Review of "A New Factor in Evolution" by James Mark Baldwin
J. McKeen Cattell
Professor Baldwin has here summarized, enlarged and unified several of his recent papers, especially those printed in Science (August 23, 1895, March 20, April 10, 1896). It appears that when Professor Lloyd Morgan was in America last winter he, Professor Baldwin and Professor Osborn found that they had independently reached somewhat similar conclusions regarding certain relations of ontogeny and phylogeny or to use Huxley's distinction and avoid technical words -- between development (of the individual) and evolution (of the animal series). As we all know, the biological questions most eagerly discussed at present are those concerned with the inheritance of acquired characters and the causes of the variations which have resulted in evolution. Professor Baldwin has approached the problem from a new standpoint, and has, I think, formulated ideas which have hitherto had somewhat shadowy contours.
An individual can adapt itself to new conditions. For example, a carnivorous animal, such as a dog, can live on cereals. It learns new habits, and certain adaptations take place in its digestive mechanism. Now if flesh were permanently withheld from the race of dogs those individuals would get on best whose congenital variations fitted them to live on cereals, and these variations being hereditary we might get ultimately a race of granivorous dogs. It would look as though the effect of use in the individual had been inherited, whereas this need
(572) not really be the case. We only have individual adaptations preceding in time race adaptations. It is thus possible- that many of the cases quoted by Neo-Lamarckians as examples of use-inheritance are invalid.
Professor Baldwin applies this principle, which he calls 'organic selection,' especially to adaptations in which consciousness is concerned. If conscious guidance can produce useful adaptations in the individual organism, these adaptations may become hereditary in the manner described above, and we have the course of evolution directed by consciousness, but without the need of assuming the hereditary transmission of acquired characters.
The clear statement of the fact that new traits may appear first as individual adaptations, and later through the occurrence of suitable congenital variations as hereditary modifications, is important. I am not quite sure how far it may be found in earlier writers. Darwin holds that the taste of the female, an individual trait, modifies organic evolution, and it is the essence of natural selection that under changed environment those individuals will survive who can best adapt themselves to it. If organic selection is itself a congenital variation, as Professor Baldwin indicates, we are still in the status quo of chance variations and natural selection. We have not found 'a new factor in evolution,' still less as Professor Osborn claims (cf.

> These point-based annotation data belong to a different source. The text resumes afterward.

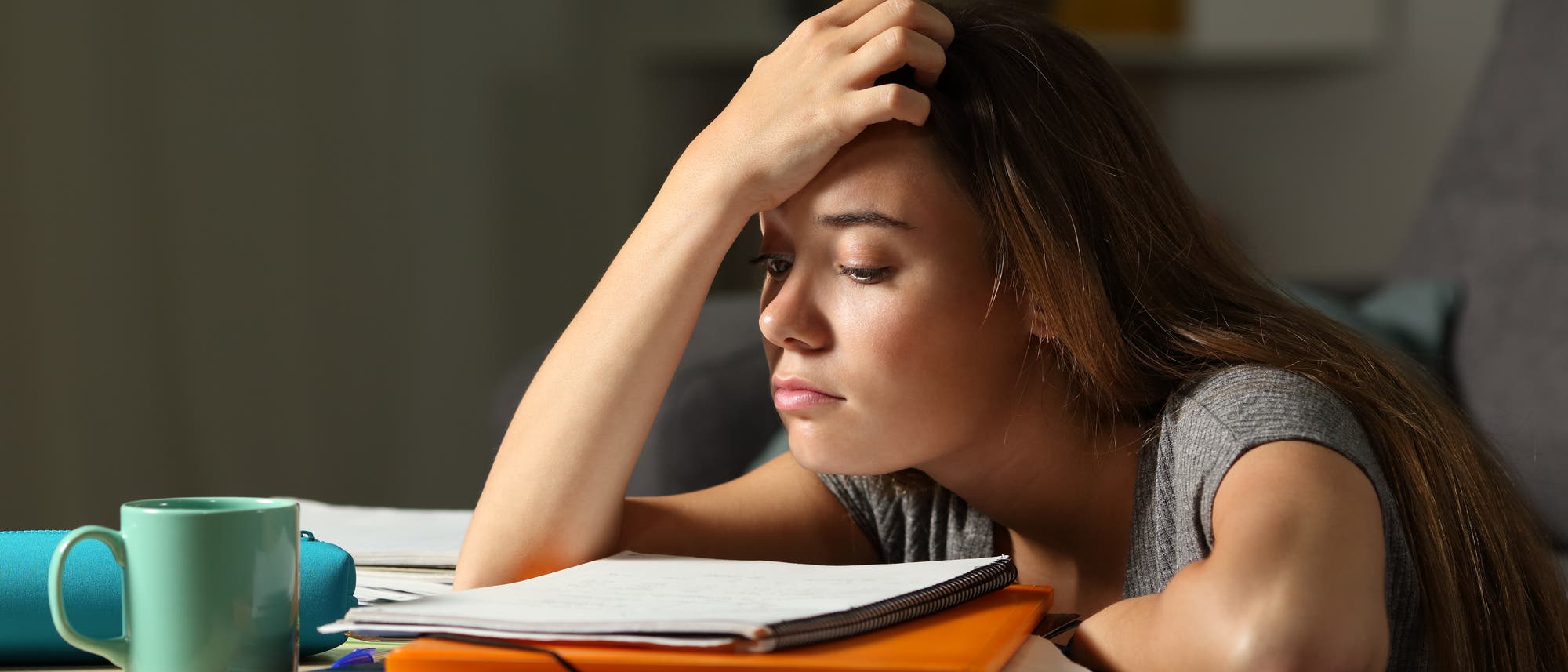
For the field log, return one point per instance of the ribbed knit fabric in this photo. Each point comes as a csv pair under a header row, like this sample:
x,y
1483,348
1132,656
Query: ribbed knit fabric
x,y
1205,427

Science April 13, 1896) 'a mode of evolution requiring neither natural selection nor the inheritance of acquired characters.' We remain ignorant as to why the individual makes suitable adaptations, wily congenital variations occur in the line of evolution and why they are hereditary.

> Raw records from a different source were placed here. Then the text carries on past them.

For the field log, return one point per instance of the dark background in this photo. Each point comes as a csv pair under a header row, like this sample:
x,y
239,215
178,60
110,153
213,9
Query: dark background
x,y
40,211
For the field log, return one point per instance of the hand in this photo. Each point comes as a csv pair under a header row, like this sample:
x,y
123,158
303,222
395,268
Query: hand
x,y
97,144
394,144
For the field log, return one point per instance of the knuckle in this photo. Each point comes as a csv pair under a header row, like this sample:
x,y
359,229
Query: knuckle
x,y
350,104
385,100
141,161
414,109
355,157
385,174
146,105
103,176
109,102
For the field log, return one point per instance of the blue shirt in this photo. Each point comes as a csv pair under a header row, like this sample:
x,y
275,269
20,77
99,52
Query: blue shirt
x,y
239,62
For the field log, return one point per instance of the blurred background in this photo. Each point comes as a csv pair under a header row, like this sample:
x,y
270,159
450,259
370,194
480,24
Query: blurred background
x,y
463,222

Professor Baldwin's paper is by no means confined to this one point, 'organic selection,' 'social heredity,' 'circular reactions,' etc., are commingled in a manner that will prove confusing to many readers. Indeed, I venture to say that I find the author's vigorous thinking too often obscure to an unfortunate degree. For example, I am not sure whether or not Professor Baldwin claims in this paper that the principle of 'organic selection' is set forth in his book on Mental Development, nor does my memory after a careful reading of the book enable me to decide the question. Or to take a more serious problem, I do not understand whether or not Professor Baldwin wishes to use consciousness -- pleasure, pain, intelligence, etc. -- as a vera causa in individual adaptations. The average reader will take it for granted that he does, and I admit that it seems to me that he runs with the hare and hunts with the hounds.